By clicking “Sign up for GitHub”, you agree to our terms of service and privacy statement. We’ll occasionally send you account related emails.

Already on GitHub? Sign in to your account

change how bare {} is handled so find -exec {} isn't broken #1109

Closed
hrldcpr opened this issue Nov 11, 2013 · 33 comments
Closed

change how bare {} is handled so find -exec {} isn't broken #1109

hrldcpr opened this issue Nov 11, 2013 · 33 comments
Assignees
Milestone

Comments

@hrldcpr
Copy link

hrldcpr commented Nov 11, 2013

"reopening" #95

i think it's bad that simple, standard find commands fail with a perplexing error message in fish, due to its expansion of empty curly braces to empty string. e.g.:

> find . -name '*.txt' -exec cat {} +
find: -exec: no terminating ";" or "+"

as discussed in #95 the fix is to quote '{}' but this is kind of hard to figure out

@KamilaBorowska
Copy link
Contributor

I believe this is a duplicate of #354.

@hrldcpr
Copy link
Author

hrldcpr commented Nov 11, 2013

@glitchmr well, I'm not saying fish should get rid of brace expansion in general, just the case of empty braces.

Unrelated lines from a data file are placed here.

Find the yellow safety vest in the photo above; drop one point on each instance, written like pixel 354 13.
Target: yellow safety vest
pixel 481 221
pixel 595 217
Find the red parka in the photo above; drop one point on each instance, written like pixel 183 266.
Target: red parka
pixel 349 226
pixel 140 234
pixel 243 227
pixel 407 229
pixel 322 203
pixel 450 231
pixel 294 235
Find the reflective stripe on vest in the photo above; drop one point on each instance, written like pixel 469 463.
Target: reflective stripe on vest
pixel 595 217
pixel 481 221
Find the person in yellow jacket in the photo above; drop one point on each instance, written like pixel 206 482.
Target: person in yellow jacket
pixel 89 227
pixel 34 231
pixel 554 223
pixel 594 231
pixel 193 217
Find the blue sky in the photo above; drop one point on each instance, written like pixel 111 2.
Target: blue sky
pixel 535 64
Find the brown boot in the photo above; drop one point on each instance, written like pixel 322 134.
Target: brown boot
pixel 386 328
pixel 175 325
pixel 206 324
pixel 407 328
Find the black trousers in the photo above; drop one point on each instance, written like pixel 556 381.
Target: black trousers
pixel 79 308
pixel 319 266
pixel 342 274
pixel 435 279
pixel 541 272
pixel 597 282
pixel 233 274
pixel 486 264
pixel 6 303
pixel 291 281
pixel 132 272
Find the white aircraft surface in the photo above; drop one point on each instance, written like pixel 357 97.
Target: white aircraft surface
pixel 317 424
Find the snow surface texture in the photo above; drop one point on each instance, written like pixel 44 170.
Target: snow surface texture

Basically, having the same behavior as bash here might be good, given that man find uses empty braces all over the place, it's confusing when it doesn't work.

@KamilaBorowska
Copy link
Contributor

Now that I look into it, empty brace expansion doesn't work like other brace expansions (and I already assumed they are really buggy before...). Assuming we have following function (as alternative to brace expansions - it doesn't work with newlines or globs, but other than that, it works like brace expansions):

function list        
    for elem in $argv
        echo $elem
    end
end

If we have one or two elements, this function and brace expansion work identically.

glitchmr@tomato /> list a(list 1)
a1
glitchmr@tomato /> list a{1}
a1
glitchmr@tomato /> list a(list 1 2)
a1
a2
glitchmr@tomato /> list a{1,2}
a1
a2
glitchmr@tomato /> 

However, this is not the case with empty brace expansion, as empty brace expansion expands to empty string, not an empty list.

glitchmr@tomato /> list a(list)
glitchmr@tomato /> list a{}
a
glitchmr@tomato /> 

However, let's assume that we expand empty array.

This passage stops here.